Professor Snezana Stanimirovic’s Astronomy 460 is much more than your ordinary research class. Instead of writing a final paper, the students’ final assignment is to come up with a name for the new galaxy they discovered.
Stanimirovic designed the course so her students would get observation time on the world’s largest radio telescope, the Arecibo Observatory.
“I wanted to structure the class in a meaningful way that would give the students a feel for the basic tools that astronomers really use,” Stanimirovic said.
The class consists of seniors Nick Ballering, Adam Beardsley, Ryan Birdsall, Andrew Wilson, Lucas Hunt and junior Lars Bryan.
“Coming into the class, I had expected to simply learn the astronomer’s computer language,” Ballering said. “But after the first day, I realized this was going to be something bigger.”
Observation time on Arecibo is highly coveted even by professional astronomers who use the telescope 24 hours a day. Stanimirovic had previously worked at the observatory for three years and used her contacts to secure observation time for her students.
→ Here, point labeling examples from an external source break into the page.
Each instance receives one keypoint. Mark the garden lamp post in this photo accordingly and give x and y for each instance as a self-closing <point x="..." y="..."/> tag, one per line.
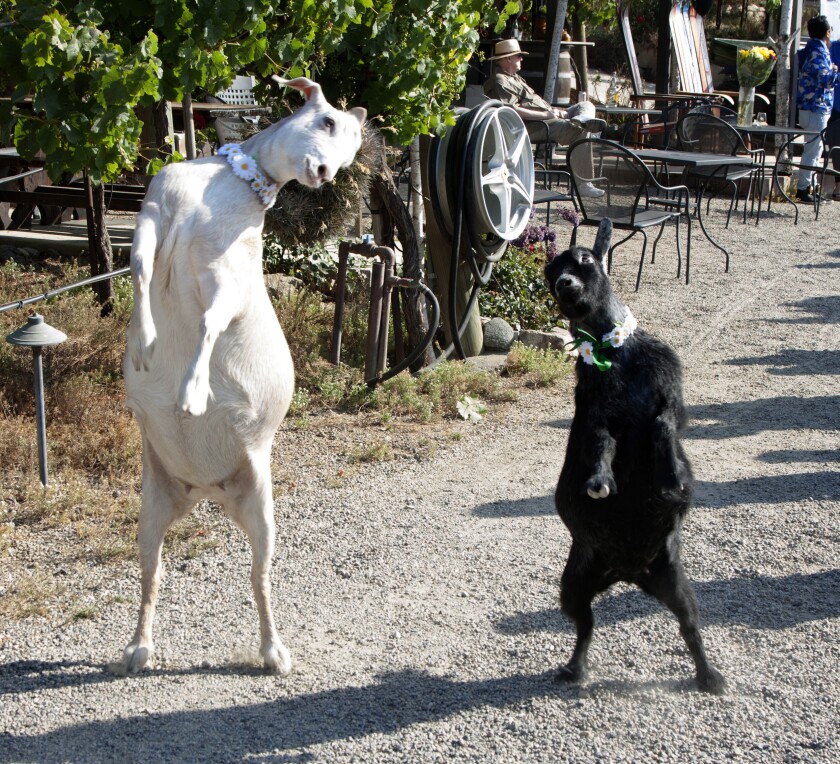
<point x="37" y="334"/>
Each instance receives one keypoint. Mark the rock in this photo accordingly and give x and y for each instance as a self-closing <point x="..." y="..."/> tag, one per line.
<point x="556" y="339"/>
<point x="498" y="334"/>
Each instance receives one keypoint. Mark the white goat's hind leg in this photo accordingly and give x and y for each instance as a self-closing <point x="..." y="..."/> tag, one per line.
<point x="254" y="511"/>
<point x="223" y="303"/>
<point x="157" y="512"/>
<point x="141" y="332"/>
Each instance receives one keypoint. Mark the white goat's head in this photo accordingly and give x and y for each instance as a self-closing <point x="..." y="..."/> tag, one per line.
<point x="318" y="139"/>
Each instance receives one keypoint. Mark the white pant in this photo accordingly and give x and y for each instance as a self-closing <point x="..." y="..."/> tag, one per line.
<point x="812" y="151"/>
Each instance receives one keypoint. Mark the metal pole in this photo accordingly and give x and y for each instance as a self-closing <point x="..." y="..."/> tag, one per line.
<point x="189" y="125"/>
<point x="554" y="51"/>
<point x="40" y="419"/>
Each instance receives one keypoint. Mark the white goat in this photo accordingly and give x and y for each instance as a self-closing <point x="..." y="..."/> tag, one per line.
<point x="207" y="370"/>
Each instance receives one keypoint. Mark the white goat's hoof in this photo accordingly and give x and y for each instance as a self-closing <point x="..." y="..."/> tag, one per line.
<point x="136" y="657"/>
<point x="600" y="493"/>
<point x="277" y="659"/>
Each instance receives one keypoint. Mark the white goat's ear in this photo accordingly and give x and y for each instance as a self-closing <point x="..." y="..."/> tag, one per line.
<point x="359" y="113"/>
<point x="602" y="239"/>
<point x="310" y="89"/>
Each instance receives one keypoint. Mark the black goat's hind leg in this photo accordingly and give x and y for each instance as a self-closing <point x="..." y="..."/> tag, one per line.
<point x="669" y="584"/>
<point x="582" y="579"/>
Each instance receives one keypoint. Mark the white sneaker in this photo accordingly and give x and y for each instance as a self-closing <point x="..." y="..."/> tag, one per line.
<point x="589" y="191"/>
<point x="589" y="124"/>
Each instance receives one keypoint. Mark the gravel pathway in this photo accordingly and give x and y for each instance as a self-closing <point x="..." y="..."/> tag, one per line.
<point x="419" y="598"/>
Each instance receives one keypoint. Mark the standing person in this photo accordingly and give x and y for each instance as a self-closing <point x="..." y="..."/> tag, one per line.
<point x="832" y="133"/>
<point x="541" y="119"/>
<point x="814" y="97"/>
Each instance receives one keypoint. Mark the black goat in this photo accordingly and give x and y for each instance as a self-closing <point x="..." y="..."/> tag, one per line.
<point x="626" y="483"/>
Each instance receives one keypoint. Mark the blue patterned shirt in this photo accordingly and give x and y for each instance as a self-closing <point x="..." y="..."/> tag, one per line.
<point x="816" y="78"/>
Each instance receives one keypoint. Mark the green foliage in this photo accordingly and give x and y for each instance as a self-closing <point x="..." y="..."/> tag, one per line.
<point x="537" y="367"/>
<point x="84" y="84"/>
<point x="89" y="66"/>
<point x="517" y="290"/>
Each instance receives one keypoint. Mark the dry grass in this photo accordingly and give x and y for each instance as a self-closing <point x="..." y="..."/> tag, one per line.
<point x="88" y="512"/>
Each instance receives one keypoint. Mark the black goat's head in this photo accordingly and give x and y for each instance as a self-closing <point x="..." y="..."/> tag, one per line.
<point x="577" y="277"/>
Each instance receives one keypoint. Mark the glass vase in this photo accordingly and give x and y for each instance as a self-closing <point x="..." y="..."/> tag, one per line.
<point x="746" y="98"/>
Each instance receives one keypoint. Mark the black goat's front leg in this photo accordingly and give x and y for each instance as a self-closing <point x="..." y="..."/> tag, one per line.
<point x="582" y="579"/>
<point x="671" y="465"/>
<point x="601" y="482"/>
<point x="667" y="582"/>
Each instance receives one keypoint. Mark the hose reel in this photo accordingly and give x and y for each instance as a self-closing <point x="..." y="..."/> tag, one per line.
<point x="482" y="191"/>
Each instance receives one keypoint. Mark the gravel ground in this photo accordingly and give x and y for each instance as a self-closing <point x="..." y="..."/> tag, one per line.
<point x="419" y="596"/>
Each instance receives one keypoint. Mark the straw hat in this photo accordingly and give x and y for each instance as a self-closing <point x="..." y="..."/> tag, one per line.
<point x="505" y="48"/>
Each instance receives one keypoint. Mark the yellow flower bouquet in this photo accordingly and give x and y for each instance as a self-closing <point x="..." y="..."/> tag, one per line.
<point x="754" y="65"/>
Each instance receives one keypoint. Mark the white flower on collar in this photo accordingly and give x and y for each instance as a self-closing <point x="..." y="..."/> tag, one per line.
<point x="245" y="167"/>
<point x="621" y="331"/>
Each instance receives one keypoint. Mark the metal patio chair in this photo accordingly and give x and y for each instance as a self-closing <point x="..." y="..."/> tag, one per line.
<point x="633" y="199"/>
<point x="708" y="134"/>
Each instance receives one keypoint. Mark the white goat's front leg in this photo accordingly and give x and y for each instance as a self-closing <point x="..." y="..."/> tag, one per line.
<point x="141" y="331"/>
<point x="253" y="510"/>
<point x="223" y="303"/>
<point x="159" y="509"/>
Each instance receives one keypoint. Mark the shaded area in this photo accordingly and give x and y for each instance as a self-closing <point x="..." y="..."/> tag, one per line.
<point x="790" y="456"/>
<point x="813" y="310"/>
<point x="817" y="266"/>
<point x="768" y="489"/>
<point x="795" y="362"/>
<point x="719" y="421"/>
<point x="757" y="602"/>
<point x="533" y="506"/>
<point x="264" y="730"/>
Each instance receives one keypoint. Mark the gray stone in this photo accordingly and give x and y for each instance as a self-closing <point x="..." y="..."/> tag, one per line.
<point x="498" y="334"/>
<point x="556" y="339"/>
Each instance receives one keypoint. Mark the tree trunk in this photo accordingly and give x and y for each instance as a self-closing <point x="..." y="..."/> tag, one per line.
<point x="390" y="213"/>
<point x="579" y="34"/>
<point x="99" y="245"/>
<point x="415" y="194"/>
<point x="783" y="67"/>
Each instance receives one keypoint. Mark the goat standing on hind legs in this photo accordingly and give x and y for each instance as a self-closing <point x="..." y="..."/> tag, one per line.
<point x="626" y="483"/>
<point x="207" y="370"/>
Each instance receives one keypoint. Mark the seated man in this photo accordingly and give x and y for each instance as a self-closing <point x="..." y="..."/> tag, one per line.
<point x="541" y="119"/>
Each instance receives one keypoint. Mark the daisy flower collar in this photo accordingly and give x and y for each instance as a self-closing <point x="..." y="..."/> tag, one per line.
<point x="246" y="167"/>
<point x="592" y="349"/>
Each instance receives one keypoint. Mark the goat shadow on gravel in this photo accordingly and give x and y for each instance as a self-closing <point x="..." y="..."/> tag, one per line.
<point x="740" y="419"/>
<point x="757" y="602"/>
<point x="265" y="731"/>
<point x="835" y="255"/>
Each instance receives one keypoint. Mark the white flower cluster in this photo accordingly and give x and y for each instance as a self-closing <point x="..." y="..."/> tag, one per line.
<point x="618" y="336"/>
<point x="246" y="168"/>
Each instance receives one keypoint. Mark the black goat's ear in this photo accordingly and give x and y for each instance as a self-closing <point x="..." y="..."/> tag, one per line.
<point x="602" y="239"/>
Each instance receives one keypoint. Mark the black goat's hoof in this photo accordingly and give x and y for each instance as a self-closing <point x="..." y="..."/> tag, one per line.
<point x="711" y="681"/>
<point x="570" y="675"/>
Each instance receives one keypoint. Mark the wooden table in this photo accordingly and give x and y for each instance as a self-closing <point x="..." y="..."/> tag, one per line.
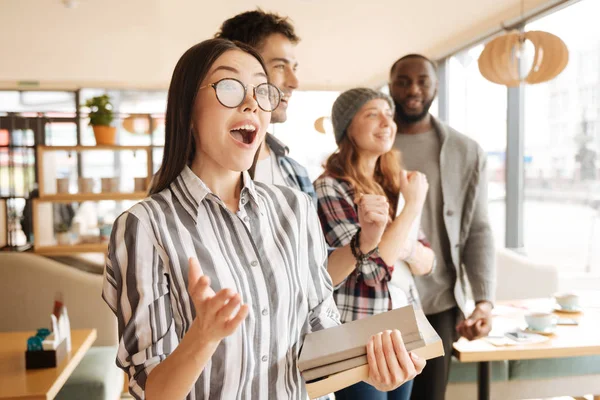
<point x="18" y="383"/>
<point x="568" y="341"/>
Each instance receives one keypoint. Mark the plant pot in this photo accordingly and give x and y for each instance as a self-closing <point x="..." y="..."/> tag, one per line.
<point x="104" y="134"/>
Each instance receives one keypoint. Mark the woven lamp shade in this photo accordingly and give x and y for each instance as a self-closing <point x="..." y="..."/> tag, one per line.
<point x="499" y="63"/>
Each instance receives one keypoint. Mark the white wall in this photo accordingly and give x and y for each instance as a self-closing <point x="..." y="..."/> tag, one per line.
<point x="136" y="43"/>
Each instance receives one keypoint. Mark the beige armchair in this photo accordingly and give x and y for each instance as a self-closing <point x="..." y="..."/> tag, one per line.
<point x="28" y="286"/>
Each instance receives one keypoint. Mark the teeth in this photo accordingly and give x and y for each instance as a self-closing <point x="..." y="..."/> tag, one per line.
<point x="248" y="127"/>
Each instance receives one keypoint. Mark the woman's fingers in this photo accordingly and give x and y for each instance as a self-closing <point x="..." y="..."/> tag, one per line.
<point x="418" y="362"/>
<point x="380" y="358"/>
<point x="402" y="355"/>
<point x="372" y="361"/>
<point x="396" y="373"/>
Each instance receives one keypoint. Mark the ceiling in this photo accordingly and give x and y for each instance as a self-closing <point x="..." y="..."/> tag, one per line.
<point x="136" y="43"/>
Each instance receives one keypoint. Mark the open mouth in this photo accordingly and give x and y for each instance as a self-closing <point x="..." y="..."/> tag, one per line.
<point x="413" y="103"/>
<point x="244" y="133"/>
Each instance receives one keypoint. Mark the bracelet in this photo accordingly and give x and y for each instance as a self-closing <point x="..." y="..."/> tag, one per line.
<point x="355" y="248"/>
<point x="413" y="250"/>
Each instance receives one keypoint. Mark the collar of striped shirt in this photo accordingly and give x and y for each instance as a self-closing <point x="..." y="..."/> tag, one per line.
<point x="191" y="191"/>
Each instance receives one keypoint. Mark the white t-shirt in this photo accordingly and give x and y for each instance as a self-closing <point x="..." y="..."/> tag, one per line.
<point x="268" y="171"/>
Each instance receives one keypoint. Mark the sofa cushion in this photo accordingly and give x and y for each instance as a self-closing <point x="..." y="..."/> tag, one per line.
<point x="467" y="372"/>
<point x="95" y="378"/>
<point x="554" y="367"/>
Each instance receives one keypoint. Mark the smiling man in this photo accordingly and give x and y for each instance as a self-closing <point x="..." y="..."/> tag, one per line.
<point x="455" y="217"/>
<point x="275" y="39"/>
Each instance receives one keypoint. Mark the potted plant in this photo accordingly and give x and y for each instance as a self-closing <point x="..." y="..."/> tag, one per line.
<point x="63" y="236"/>
<point x="101" y="116"/>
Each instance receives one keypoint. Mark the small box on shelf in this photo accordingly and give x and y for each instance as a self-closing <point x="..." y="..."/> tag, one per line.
<point x="46" y="358"/>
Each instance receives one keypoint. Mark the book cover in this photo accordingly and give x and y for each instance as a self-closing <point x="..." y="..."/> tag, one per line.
<point x="335" y="358"/>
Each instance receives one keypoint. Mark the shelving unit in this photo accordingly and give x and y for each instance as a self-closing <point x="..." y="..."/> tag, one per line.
<point x="45" y="197"/>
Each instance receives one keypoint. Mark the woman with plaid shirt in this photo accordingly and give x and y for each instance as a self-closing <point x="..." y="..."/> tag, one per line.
<point x="365" y="173"/>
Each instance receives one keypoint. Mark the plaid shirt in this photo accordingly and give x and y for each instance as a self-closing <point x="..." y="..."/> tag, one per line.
<point x="295" y="175"/>
<point x="365" y="291"/>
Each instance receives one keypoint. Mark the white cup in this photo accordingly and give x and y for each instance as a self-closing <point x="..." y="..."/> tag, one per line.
<point x="110" y="185"/>
<point x="62" y="185"/>
<point x="567" y="301"/>
<point x="86" y="185"/>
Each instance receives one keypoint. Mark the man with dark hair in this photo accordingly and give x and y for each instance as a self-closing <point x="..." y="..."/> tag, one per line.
<point x="455" y="217"/>
<point x="275" y="39"/>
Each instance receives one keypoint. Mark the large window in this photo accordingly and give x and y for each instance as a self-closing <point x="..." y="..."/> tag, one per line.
<point x="562" y="144"/>
<point x="478" y="110"/>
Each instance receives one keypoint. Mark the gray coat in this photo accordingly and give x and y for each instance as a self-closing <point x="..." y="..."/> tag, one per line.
<point x="464" y="192"/>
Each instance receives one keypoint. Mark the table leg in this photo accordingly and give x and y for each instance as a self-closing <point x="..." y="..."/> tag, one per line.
<point x="484" y="379"/>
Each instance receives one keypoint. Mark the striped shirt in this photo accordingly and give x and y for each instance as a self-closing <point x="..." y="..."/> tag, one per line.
<point x="373" y="287"/>
<point x="271" y="251"/>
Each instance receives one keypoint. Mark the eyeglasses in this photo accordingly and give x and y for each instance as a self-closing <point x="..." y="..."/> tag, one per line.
<point x="231" y="94"/>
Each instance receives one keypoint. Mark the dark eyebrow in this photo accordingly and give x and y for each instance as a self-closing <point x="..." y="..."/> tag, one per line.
<point x="283" y="60"/>
<point x="231" y="69"/>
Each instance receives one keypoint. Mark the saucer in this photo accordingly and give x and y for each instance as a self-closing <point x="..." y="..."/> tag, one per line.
<point x="546" y="332"/>
<point x="575" y="310"/>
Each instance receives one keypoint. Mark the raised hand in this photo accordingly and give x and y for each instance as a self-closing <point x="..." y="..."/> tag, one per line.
<point x="373" y="217"/>
<point x="390" y="365"/>
<point x="217" y="314"/>
<point x="414" y="187"/>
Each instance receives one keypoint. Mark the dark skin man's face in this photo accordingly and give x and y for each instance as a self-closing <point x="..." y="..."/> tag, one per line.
<point x="413" y="86"/>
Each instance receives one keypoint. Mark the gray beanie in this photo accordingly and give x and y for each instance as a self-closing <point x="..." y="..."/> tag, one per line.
<point x="347" y="105"/>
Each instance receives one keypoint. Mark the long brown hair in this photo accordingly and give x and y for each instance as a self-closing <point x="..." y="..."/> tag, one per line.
<point x="190" y="71"/>
<point x="344" y="165"/>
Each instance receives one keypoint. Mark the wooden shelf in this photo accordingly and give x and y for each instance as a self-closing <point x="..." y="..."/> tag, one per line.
<point x="93" y="148"/>
<point x="67" y="198"/>
<point x="73" y="248"/>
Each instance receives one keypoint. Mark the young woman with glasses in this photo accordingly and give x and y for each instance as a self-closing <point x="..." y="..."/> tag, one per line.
<point x="215" y="279"/>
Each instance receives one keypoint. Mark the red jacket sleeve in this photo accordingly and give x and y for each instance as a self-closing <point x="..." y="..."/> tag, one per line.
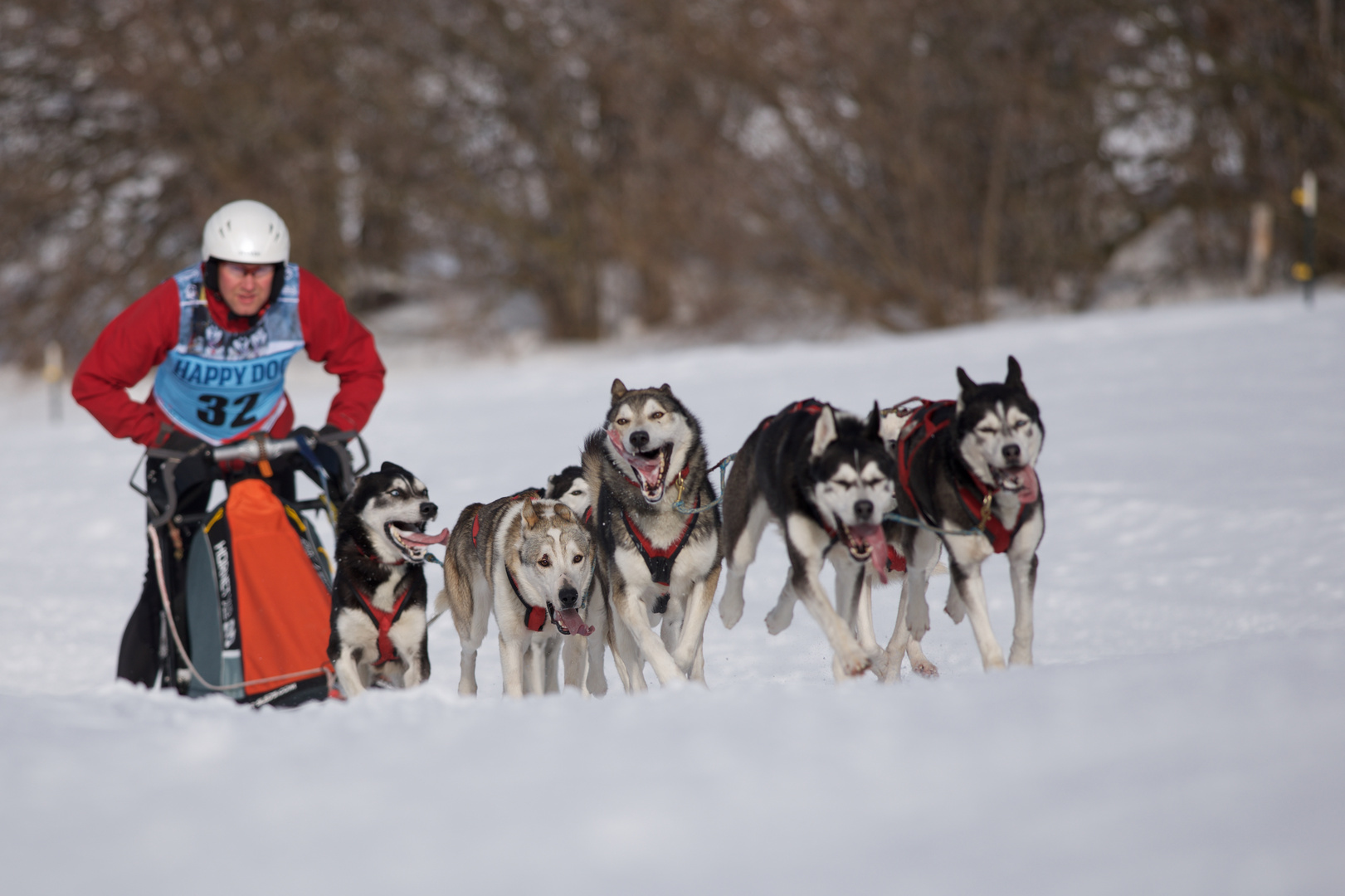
<point x="128" y="348"/>
<point x="342" y="344"/>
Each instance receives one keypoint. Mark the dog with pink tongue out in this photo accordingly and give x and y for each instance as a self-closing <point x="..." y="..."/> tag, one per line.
<point x="968" y="485"/>
<point x="825" y="478"/>
<point x="530" y="562"/>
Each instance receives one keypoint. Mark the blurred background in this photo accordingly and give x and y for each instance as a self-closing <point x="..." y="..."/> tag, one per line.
<point x="578" y="170"/>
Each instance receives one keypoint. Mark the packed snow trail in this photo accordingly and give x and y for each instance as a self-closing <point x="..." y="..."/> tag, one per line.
<point x="1182" y="732"/>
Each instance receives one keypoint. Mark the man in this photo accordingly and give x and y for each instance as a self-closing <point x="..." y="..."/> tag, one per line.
<point x="222" y="334"/>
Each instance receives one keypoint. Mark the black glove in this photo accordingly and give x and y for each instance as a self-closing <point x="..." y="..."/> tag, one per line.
<point x="329" y="456"/>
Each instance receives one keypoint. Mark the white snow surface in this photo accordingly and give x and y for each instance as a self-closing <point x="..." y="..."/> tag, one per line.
<point x="1182" y="729"/>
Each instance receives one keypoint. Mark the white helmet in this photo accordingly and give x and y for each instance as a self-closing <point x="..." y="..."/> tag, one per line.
<point x="246" y="231"/>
The 20-acre dish, located high in the mountains of Puerto Rico, captures radio waves that contain information on distant galaxies. The observatory has been made famous through its scenes from films such as “GoldenEye” and “Contact.”
In preparation for their observation time, the students gathered scientific papers to decide what coordinates they would focus the telescope on. The students settled on a recently published paper that had reportedly found up to 25 galaxies in a relatively unknown part of the universe named the Zone of Avoidance.
Stanimirovic said obtaining data from the Zone of Avoidance is very difficult because the view is obstructed by the dust and gas from the Milky Way.
While the actual experiment was less than thrilling, their discovery and its implications are far reaching.
“We logged onto the Arecibo controller from a computer on the sixth floor of Sterling Hall, uploaded the coordinates we wanted to look at, and pressed the ‘observe’ button,” Ballering said. “Operating the telescope wasn’t all that exhilarating.”
Focusing the telescope on those coordinates, graphs showed the familiar spectrum signals of a spiral galaxy. The students were then able to find the galaxies’ amount of hydrogen and distance from earth, which are crucial pieces of data, Stanimirovic said.
By doing so, the six students were able to discover a new galaxy that had yet to be seen by previous astronomers. The future implications of their discovery in the Zone of Avoidance are important for professional astronomers.
“This discovery will help us move closer to our goal of trying to distinguish a large-scale pattern of the distribution of galaxies in the universe and bridge a gap in our understanding,” Stanimirovic said.
As for the students, they are just taking it one step at a time.
“We are extremely lucky to have been part of a project that has produced such great results so early in our careers,” Beardsley said.